Yazan : Buğra Batuhan Berah

  Size Gomor adında bir arkadaşımdan bahsetmek istiyorum. Bulduğu her A4 üzerinde kendini çekinmeden sergileyen, ve kalemin ucunu çok seven. Mürekkebi muntazam bir şekilde yayar Gomor üzerine, önce edep yerlerini örter üzerine bol gelen bir tshirt ile. Kaygısıda yoktur, enine sever çizgileri. Masum durduğunda, burnunun altında kaybolur çenesi. Ve gözlerinin eklemleri etrafında toplanmış çizgileri, eseridir parmaklarıma kramp girmesini sağlayan isograph kaleminin dikliğinin.Saçları arasında yer alan beyazlar, yaşından veya kederinden değildir.ton katar sırtını dayadığı beyaza.
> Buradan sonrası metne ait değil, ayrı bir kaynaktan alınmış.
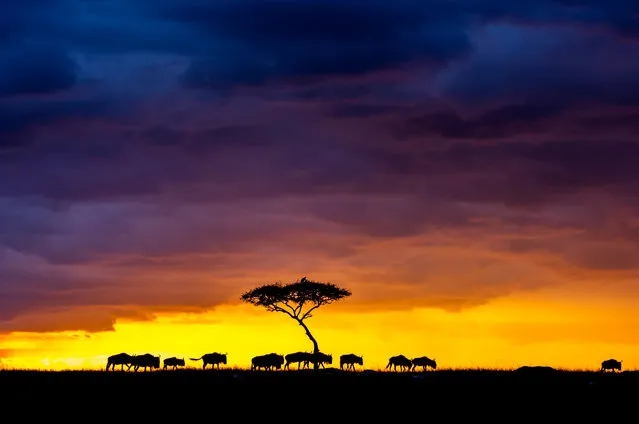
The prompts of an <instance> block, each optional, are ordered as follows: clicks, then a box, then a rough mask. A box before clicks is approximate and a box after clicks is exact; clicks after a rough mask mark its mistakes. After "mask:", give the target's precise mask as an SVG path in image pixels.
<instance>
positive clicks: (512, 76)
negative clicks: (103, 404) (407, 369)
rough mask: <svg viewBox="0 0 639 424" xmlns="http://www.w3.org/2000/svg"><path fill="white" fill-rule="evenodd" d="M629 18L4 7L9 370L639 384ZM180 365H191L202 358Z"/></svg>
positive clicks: (609, 14)
mask: <svg viewBox="0 0 639 424" xmlns="http://www.w3.org/2000/svg"><path fill="white" fill-rule="evenodd" d="M637 75H639V3H638V2H636V1H635V0H605V1H604V0H534V1H533V0H530V1H511V0H456V1H453V0H450V1H446V0H432V1H419V2H418V1H409V0H340V1H336V0H324V1H319V0H271V1H269V0H262V1H259V0H234V1H230V0H229V1H227V0H217V1H204V0H139V1H129V0H19V1H18V0H4V1H3V2H2V4H1V5H0V369H1V368H4V369H14V368H17V369H51V370H60V369H94V368H95V369H99V368H103V367H104V366H105V363H106V359H105V358H106V357H107V356H108V355H111V354H116V353H120V352H128V353H131V354H139V353H146V352H149V353H153V354H157V355H160V356H161V358H165V357H168V356H178V357H185V358H191V357H194V358H197V357H200V356H201V355H202V354H204V353H208V352H226V353H227V354H228V366H229V367H239V368H242V367H248V366H249V365H250V358H251V357H253V356H256V355H260V354H264V353H269V352H277V353H280V354H286V353H291V352H294V351H310V350H311V349H312V348H313V346H312V343H311V342H310V341H309V339H308V338H307V337H306V335H305V333H304V331H303V329H302V328H301V327H300V326H298V325H297V323H296V322H295V321H293V320H291V319H290V318H289V317H287V316H286V315H284V314H281V313H269V312H267V311H265V310H262V309H260V308H257V307H255V306H252V305H248V304H244V303H241V302H240V296H241V294H242V293H243V292H244V291H246V290H249V289H251V288H254V287H258V286H260V285H262V284H267V283H272V282H292V281H296V280H298V279H300V278H301V277H304V276H306V277H307V278H309V279H311V280H314V281H323V282H330V283H334V284H336V285H338V286H340V287H343V288H346V289H348V290H350V291H351V292H352V296H349V297H347V298H345V299H343V300H341V301H339V302H335V303H333V304H331V305H326V306H323V307H321V308H320V309H318V310H317V311H316V312H315V313H314V316H313V317H312V318H310V319H309V320H307V321H306V324H307V325H308V326H309V328H310V330H311V332H312V333H313V335H314V336H315V337H316V339H317V340H318V342H319V347H320V349H321V350H322V351H324V352H327V353H330V354H332V355H333V357H334V358H335V363H334V365H335V364H337V366H338V364H339V360H338V358H339V356H340V355H341V354H345V353H355V354H358V355H362V356H363V358H364V367H365V368H369V369H378V368H384V367H385V366H386V363H387V361H388V358H389V357H390V356H394V355H398V354H404V355H406V356H408V357H410V358H412V357H417V356H428V357H430V358H434V359H435V360H436V361H437V363H438V366H439V368H451V369H453V368H498V369H506V368H514V367H518V366H523V365H545V366H553V367H558V368H565V369H598V368H599V367H600V365H601V362H602V361H603V360H606V359H609V358H615V359H618V360H622V361H623V367H624V369H636V368H639V314H638V313H637V307H636V306H637V304H638V302H639V284H638V282H639V280H638V277H639V218H638V215H637V212H638V211H639V194H638V193H639V166H637V159H638V158H639V140H638V139H637V136H638V135H639V78H637V77H636V76H637ZM187 365H188V366H190V367H191V366H192V367H198V366H201V362H199V363H198V362H196V361H189V360H187Z"/></svg>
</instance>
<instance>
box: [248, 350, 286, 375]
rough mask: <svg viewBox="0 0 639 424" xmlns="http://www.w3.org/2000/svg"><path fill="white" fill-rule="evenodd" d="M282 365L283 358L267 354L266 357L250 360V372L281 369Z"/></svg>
mask: <svg viewBox="0 0 639 424" xmlns="http://www.w3.org/2000/svg"><path fill="white" fill-rule="evenodd" d="M282 365H284V356H283V355H279V354H277V353H267V354H266V355H259V356H254V357H253V359H251V371H253V370H259V369H260V368H264V369H265V370H267V371H270V370H272V369H273V368H275V369H278V370H279V369H281V368H282Z"/></svg>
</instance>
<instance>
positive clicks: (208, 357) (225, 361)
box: [189, 352, 227, 370]
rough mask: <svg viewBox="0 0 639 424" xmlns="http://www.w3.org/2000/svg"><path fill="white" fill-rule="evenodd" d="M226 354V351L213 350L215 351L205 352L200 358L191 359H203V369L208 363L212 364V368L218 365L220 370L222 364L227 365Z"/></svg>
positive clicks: (215, 367) (211, 364) (215, 366)
mask: <svg viewBox="0 0 639 424" xmlns="http://www.w3.org/2000/svg"><path fill="white" fill-rule="evenodd" d="M226 355H227V354H226V353H218V352H213V353H205V354H204V355H202V356H200V357H199V358H189V359H190V360H191V361H199V360H200V359H201V360H202V369H203V370H205V369H206V365H207V364H209V365H211V369H213V368H216V367H217V369H218V370H219V369H220V364H224V365H226Z"/></svg>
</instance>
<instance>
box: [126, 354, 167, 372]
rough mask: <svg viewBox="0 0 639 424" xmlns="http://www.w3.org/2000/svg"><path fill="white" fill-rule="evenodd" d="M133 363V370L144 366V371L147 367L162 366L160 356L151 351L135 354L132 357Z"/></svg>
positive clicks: (157, 367) (140, 367) (135, 370)
mask: <svg viewBox="0 0 639 424" xmlns="http://www.w3.org/2000/svg"><path fill="white" fill-rule="evenodd" d="M131 364H132V365H133V371H137V370H138V369H140V368H144V371H146V369H147V368H149V369H158V368H160V357H159V356H153V355H151V354H150V353H145V354H144V355H134V356H133V357H132V358H131Z"/></svg>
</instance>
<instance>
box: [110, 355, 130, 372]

Birazda derinlik iki boyutlu dostuma. Kısa bacaklarına inat, seneyede giyer diye ona çizilen ayakkabıların mutluluğunda, taşa basmaktan kurtuldu Gomor, tam kare yer aldığı sayfalarda. Aşağı baktımı kırışır geniş bırakılmış alnı. Arada bakar kaşlarından fırsat buldumu yukarı kıtaya.
Birgün Gepetto adında yaşlı bir adamdan bahsetti bana, kırgındı cümlelerinin sonunda. Yalnızlığını hiç düşünmemiştim, önce bekledim biraz, anlamaya çalıştım. Sayfanın sağına soluna, oyalansın diye bir kaç nesne desen bıraktım. Baktım keyfi yerine geldi, ama kısa bir süre sonra onun büyk bir adam olduğunu anladım. Yanaklarına sakal istemeye başladı benden, çok şaşırdım. Oysa bir sayfa dolusu ufaklıktı o benim için hala. Surat asmasına gelemezdim hiç, bir kaç ince enine ve boyuna çizgiler, bir iki damlada nokta koydum. Israr etti ertesi gün, bir arkadaşıyla buluşacağından derli toplu olması lazımmış ve traş olmalıymış. Elim ayağıma dolaştı. İz kalmamalıyı suratında, jilet gibi olmalıydı fakat, mürekkebi jilet yıkamazdı. Tuz döksem, mürekkep kuruyalı saatler arkada kalmıştı, oda olmazdı. Daksil iz bırakacaktı, ama tek çare bu kalmıştı. ' İzleri kapatamaz mısın ? ' diye sorduğunda, bir kaç tonlamayla... Bir anda arkadaşının ve buluşmanın önemini sorum Gomor' a. Özeldi sanırım, başından sağmaya çalıştı, kağıdın bir ucunu yakalamış, kıvırıyordu ve benim en nefret ettiğim eylemi gerçekleştiriyordu. İyi tanıyordu beni. Neye üzüleceğimi ve neyden yüzümün güleceğini, çok iyi kavramıştı. Onu ilk gördüğüm gün, bu anlamların hepsine fazlasıyla sahip olmasıda, benimle onun arasında büyük bir benzerlik olduğunu doğrulamıştı.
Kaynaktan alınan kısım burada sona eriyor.